Dirty Dancing (1987)


I had never seen this before. Almost a third of a century after its release I spent £1 to find out what all the fuss was about. Nineteen eighty-seven is the year of 1980s films. This film is so 1980s that it simply cannot convince you it is set in 1963. Not only does the music lurch between the decades, but also the fashions. Patrick Swayze acts with his sweaty muscles (he’s topless for much of the film), while Jennifer Grey is charming as the wide-eyed daddy’s girl who learns how to dance – and live her life.

Thematically, there’s plenty going on: a thread about class prejudice, the young vs. old generational divide and the sense of a new, more liberated world about to arrive. One flaw is the way that – as per the style of the times – it breaks down into a pop video at certain points, including the narrative climax when you get the big hit ‘(I’ve Had) The Time of My Life’ by Bill Medley and Jennifer Warnes.

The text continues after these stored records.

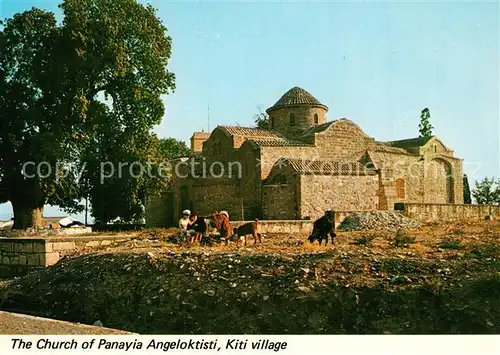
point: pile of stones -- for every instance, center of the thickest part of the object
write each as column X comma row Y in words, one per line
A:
column 377, row 220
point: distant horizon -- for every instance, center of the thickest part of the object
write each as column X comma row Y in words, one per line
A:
column 377, row 64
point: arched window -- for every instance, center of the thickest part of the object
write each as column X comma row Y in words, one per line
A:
column 400, row 188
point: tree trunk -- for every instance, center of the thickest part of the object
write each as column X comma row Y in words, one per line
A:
column 27, row 217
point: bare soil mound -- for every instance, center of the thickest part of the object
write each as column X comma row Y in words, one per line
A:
column 440, row 280
column 378, row 220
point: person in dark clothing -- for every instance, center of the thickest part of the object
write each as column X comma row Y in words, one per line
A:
column 198, row 226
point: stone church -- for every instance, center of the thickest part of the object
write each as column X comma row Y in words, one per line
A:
column 303, row 165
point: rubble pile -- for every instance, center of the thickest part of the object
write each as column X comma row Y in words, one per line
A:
column 377, row 220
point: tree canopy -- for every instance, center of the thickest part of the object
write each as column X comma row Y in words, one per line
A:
column 261, row 119
column 425, row 127
column 76, row 95
column 487, row 191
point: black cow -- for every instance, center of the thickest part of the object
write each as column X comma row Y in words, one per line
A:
column 323, row 227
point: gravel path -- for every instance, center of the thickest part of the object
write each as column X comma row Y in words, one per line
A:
column 13, row 323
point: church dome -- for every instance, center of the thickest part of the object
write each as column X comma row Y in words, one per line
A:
column 297, row 97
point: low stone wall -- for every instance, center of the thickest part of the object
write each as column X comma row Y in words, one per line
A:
column 20, row 255
column 426, row 212
column 8, row 233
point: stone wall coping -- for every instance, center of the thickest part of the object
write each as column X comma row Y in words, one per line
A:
column 278, row 221
column 52, row 239
column 448, row 204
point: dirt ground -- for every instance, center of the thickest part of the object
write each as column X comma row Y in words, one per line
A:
column 438, row 279
column 27, row 325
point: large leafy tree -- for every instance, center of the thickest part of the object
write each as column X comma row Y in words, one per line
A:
column 487, row 191
column 467, row 195
column 54, row 80
column 425, row 127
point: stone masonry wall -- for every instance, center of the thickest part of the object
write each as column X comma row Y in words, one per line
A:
column 303, row 116
column 250, row 185
column 449, row 212
column 156, row 211
column 320, row 193
column 279, row 202
column 19, row 255
column 217, row 194
column 343, row 140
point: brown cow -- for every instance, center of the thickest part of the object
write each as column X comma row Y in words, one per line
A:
column 249, row 228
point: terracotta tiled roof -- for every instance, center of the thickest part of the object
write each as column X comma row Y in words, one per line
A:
column 318, row 129
column 251, row 132
column 296, row 96
column 385, row 148
column 280, row 143
column 327, row 167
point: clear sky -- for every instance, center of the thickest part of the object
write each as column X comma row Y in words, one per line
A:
column 376, row 63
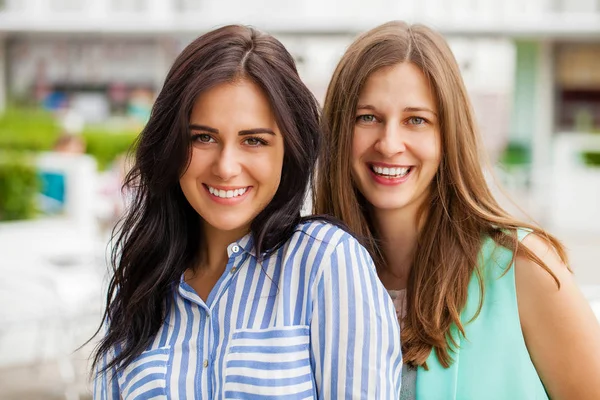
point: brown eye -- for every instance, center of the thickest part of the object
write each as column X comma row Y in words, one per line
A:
column 416, row 121
column 203, row 138
column 255, row 142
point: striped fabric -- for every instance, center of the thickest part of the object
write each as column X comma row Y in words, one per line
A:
column 313, row 321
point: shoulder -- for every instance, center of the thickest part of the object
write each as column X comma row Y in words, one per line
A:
column 530, row 275
column 322, row 233
column 323, row 244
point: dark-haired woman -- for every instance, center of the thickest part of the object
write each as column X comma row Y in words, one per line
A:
column 220, row 288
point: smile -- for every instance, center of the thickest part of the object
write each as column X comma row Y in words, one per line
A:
column 386, row 172
column 227, row 194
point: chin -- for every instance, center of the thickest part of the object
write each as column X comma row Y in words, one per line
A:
column 228, row 225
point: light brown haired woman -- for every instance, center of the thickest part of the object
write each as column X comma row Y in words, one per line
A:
column 489, row 307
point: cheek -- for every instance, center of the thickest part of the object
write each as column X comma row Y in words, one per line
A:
column 360, row 145
column 267, row 168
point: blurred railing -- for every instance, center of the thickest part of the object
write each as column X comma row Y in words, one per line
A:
column 508, row 17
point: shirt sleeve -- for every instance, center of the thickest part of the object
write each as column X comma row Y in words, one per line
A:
column 106, row 386
column 355, row 335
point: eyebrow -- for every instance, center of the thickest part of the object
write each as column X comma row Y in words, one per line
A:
column 240, row 133
column 406, row 109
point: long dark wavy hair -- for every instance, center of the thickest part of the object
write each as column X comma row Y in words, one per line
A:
column 160, row 235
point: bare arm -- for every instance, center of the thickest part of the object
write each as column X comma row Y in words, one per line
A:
column 561, row 331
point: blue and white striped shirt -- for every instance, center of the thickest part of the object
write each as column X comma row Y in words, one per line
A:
column 313, row 321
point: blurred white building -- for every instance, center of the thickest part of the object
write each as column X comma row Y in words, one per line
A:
column 531, row 66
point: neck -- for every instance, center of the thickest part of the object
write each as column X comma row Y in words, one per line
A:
column 214, row 255
column 398, row 231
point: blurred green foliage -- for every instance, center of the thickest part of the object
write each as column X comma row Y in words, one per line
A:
column 106, row 145
column 19, row 185
column 516, row 154
column 28, row 129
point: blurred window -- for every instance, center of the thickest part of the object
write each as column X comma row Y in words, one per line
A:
column 188, row 5
column 11, row 5
column 575, row 6
column 68, row 5
column 129, row 5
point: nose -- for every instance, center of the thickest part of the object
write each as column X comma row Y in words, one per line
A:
column 228, row 164
column 391, row 140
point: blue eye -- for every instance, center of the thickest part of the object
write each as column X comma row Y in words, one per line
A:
column 255, row 142
column 366, row 118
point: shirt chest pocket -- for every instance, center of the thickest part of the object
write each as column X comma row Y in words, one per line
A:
column 273, row 362
column 146, row 376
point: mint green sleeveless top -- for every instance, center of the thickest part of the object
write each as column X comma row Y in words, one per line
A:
column 492, row 361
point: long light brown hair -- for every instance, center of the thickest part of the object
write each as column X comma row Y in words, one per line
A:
column 461, row 211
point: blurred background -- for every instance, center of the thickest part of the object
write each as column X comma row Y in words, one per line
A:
column 78, row 79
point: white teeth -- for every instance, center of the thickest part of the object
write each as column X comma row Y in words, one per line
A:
column 391, row 172
column 226, row 194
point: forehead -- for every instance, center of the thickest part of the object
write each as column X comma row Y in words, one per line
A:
column 239, row 104
column 398, row 86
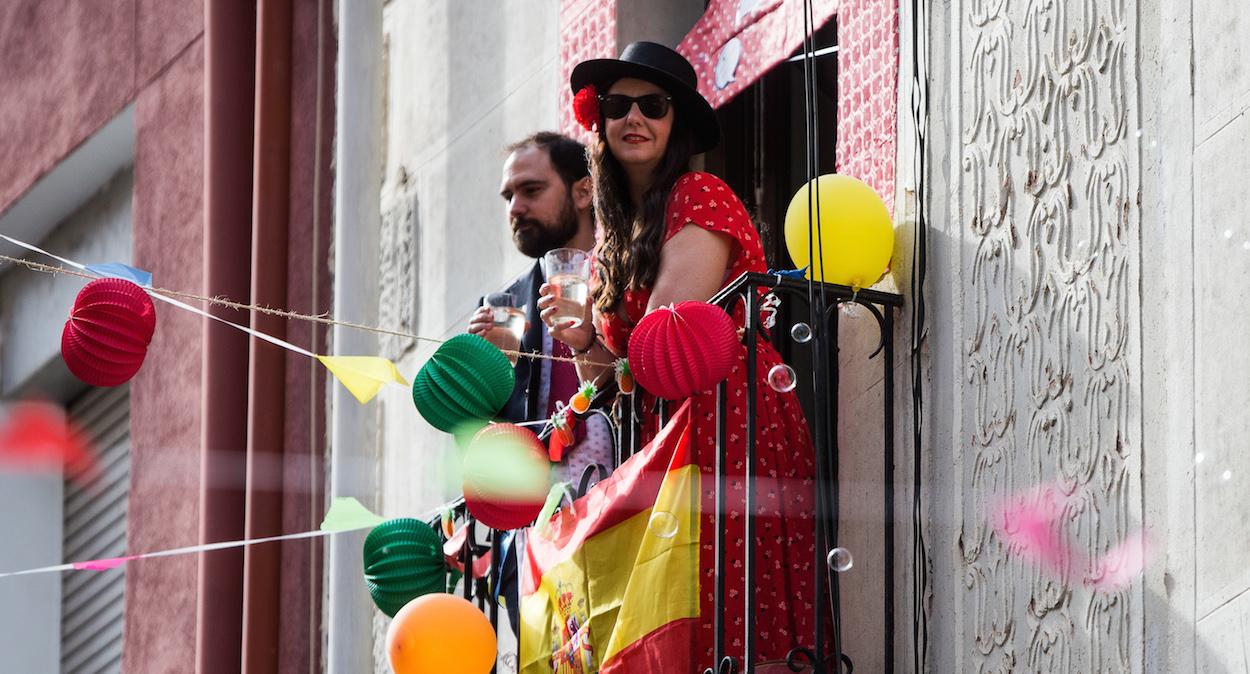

Curiously, the mother of the family is almost entirely absent from the narrative. She barely gets to speak. Only the father’s opinion matters regarding their daughter’s behaviour. I hope this was the filmmakers making a point about sexism rather than forgetting to develop an integral character. That said, there’s plenty to enjoy – the period detail of a simpler time, the soundtrack (when it stays in the correct era) and the warm evocation of a long-gone American innocence at a Catskills resort.